In order to realize the purpose, the technical scheme adopted by the invention is as follows:

a full-on-chip dynamic reconfigurable super-resolution device comprises a preprocessing circuit, an arithmetic operation circuit, an interpolation circuit and a post-processing circuit;

wherein the pre-processing circuit comprises a weight buffer, an input buffer and an input image color space conversion circuit; the weight buffer is used for buffering weight data of the super-resolution network, the input buffer is used for buffering input image data, the input image color space conversion circuit reads the input image data in the input buffer and converts the input image data from an RGB format into a YCbCr format, Y channel data obtained after conversion are input into the data redistribution circuit, and Cb and Cr channel data are input into the nearest neighbor interpolation circuit;

the arithmetic operation circuit comprises a data redistribution circuit, a convolution calculation block, a shared addition tree circuit and an interlayer buffer; the data redistribution circuit reads the weight data in the weight buffer and the Y-channel data output by the input image color space conversion circuit, and redistributes the weight data and the Y-channel data according to a designated mapping strategy according to a scaling factor to obtain redistributed data; the convolution calculation block receives the redistributed data and performs convolution operation on the redistributed data to obtain a convolution operation result; the shared addition tree circuit receives convolution operation results and accumulates the convolution operation results to obtain output characteristic diagram data of a current layer in the super-resolution network; the interlayer buffer receives and stores output characteristic diagram data of a current layer, when the maximum number of layers of the super-resolution network is not reached, the output characteristic diagram data is used as an input characteristic diagram of a next layer of network and is input into the data redistribution circuit, and when the maximum number of layers of the super-resolution network is reached, the output characteristic diagram data is input into the output shaping circuit;

the interpolation circuit comprises a nearest neighbor interpolation circuit and a temporary buffer; the nearest neighbor interpolation circuit interpolates the received Cb and Cr channel data based on a nearest neighbor interpolation strategy to obtain an interpolated characteristic diagram; the temporary buffer receives and buffers the characteristic graph after interpolation;

the post-processing circuit comprises an output shaping circuit and an output image color space conversion circuit; the output shaping circuit reads the output characteristic diagram data of the interlayer buffer and rearranges the output characteristic diagram data to obtain the sequential output of Y-channel data; the output image color space conversion circuit reads the sequential output of the Y-channel data and the characteristic diagram after interpolation, and converts the sequential output of the Y-channel data and the characteristic diagram after interpolation into RGB format data for output.
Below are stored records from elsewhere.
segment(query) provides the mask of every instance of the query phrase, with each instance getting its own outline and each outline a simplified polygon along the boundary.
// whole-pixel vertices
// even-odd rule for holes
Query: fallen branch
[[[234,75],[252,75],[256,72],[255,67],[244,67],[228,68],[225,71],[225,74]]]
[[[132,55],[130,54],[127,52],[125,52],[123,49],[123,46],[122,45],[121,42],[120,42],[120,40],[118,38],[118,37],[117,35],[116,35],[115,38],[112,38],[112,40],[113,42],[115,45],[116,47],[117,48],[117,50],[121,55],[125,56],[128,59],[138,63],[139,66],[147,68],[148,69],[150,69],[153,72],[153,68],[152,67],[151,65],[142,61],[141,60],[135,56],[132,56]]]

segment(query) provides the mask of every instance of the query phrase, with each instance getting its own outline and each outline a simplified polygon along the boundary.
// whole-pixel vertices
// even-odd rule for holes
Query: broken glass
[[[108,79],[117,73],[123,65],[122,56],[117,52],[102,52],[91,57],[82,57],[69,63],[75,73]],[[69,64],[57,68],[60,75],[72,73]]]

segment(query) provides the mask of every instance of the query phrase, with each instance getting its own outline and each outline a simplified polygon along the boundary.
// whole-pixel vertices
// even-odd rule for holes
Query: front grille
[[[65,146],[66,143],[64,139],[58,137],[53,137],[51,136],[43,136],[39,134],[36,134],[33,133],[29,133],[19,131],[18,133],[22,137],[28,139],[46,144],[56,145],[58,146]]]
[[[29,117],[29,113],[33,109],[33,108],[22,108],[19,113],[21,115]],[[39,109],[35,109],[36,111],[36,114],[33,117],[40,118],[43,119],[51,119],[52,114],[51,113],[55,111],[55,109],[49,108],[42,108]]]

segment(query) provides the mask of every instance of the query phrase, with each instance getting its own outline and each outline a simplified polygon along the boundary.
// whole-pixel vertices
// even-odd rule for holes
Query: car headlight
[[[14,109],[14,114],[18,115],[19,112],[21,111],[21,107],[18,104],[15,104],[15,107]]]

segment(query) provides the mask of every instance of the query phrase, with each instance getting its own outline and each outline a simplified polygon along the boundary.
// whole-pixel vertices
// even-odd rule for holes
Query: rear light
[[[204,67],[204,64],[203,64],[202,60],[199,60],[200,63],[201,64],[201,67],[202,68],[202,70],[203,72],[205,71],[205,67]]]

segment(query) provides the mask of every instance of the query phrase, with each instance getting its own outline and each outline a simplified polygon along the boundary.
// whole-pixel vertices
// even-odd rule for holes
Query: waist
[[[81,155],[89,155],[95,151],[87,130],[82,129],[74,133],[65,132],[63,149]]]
Further, the input image data is a plurality of sub-images obtained by segmenting the original image.

Further, the weight data is obtained by segmenting the original image into a plurality of sub-images, and then training the segmented sub-images as a training data set.

Further, the mapping strategy comprises convolution compression, convolution decomposition and PE remapping processes, wherein the convolution compression compresses the weight data and the Y-channel data according to a scaling factor, and removes a 0 value in the Y-channel data and the weight data corresponding to the 0 value; the convolution decomposition decomposes the compressed data into convolutions of different lengths; PE remapping combines convolutions of different lengths into convolutions of fixed length and inputs them to a convolution computation block.

Further, when the scaling factor is 2, the apparatus can realize

Parallel operation of deconvolution with the size of 9 × 9, wherein the processing processes of the data redistribution circuit and the convolution calculation block are specifically as follows:

1) And (3) convolution compression:

compressing the input Y-channel data and the weight data to obtain

Convolution with size of 5 × 5,

Convolution with size of 5 × 4,

4 x 5 convolution sum

A convolution of size 4 x 4, wherein,mandnis a positive integer;

2) And (3) convolution decomposition:

will be provided with

A convolution of size 5 x 5 is decomposed into

A convolution sum of length 9

A convolution of length 7;

a convolution of size 5 x 4 is decomposed into

A convolution sum of length 9

A length-2 convolution;

a convolution of size 4 x 5 is decomposed into

A convolution sum of length 9

A length-2 convolution;

a convolution of size 4 x 4 is decomposed into

A convolution sum of length 9

A convolution of length 7;

3) PE remapping:

the convolution of length 7 is combined with the convolution of length 2 to yield

Convolution of length 9 and then with the rest

Inputting convolution with the length of 9 into a convolution calculation block;

4) And (3) deconvolution operation:

input ofmnThe convolution is sent into a convolution calculation block for convolution calculation to obtainmnA convolution ofAnd (5) calculating the result.

Further, when the scaling factor is 3, the apparatus can realizemnParallel operation of deconvolution with the size of 9 × 9, wherein the processing processes of the data redistribution circuit and the convolution calculation block are specifically as follows:

1) And (3) convolution compression:

compressing the input Y-channel data and the weight data to obtainmnConvolution of size 3 × 3;

2) And (3) convolution decomposition:

will be provided withmnA convolution of size 3 x 3 is decomposed intomnA convolution of length 9;

3) PE remapping:

will be provided withmnConvolution input convolution calculation blocks with the length of 9;

4) And (3) deconvolution operation:

input ofmnThe convolution is sent into a convolution calculation block for convolution calculation to obtainmnAnd convolution operation results.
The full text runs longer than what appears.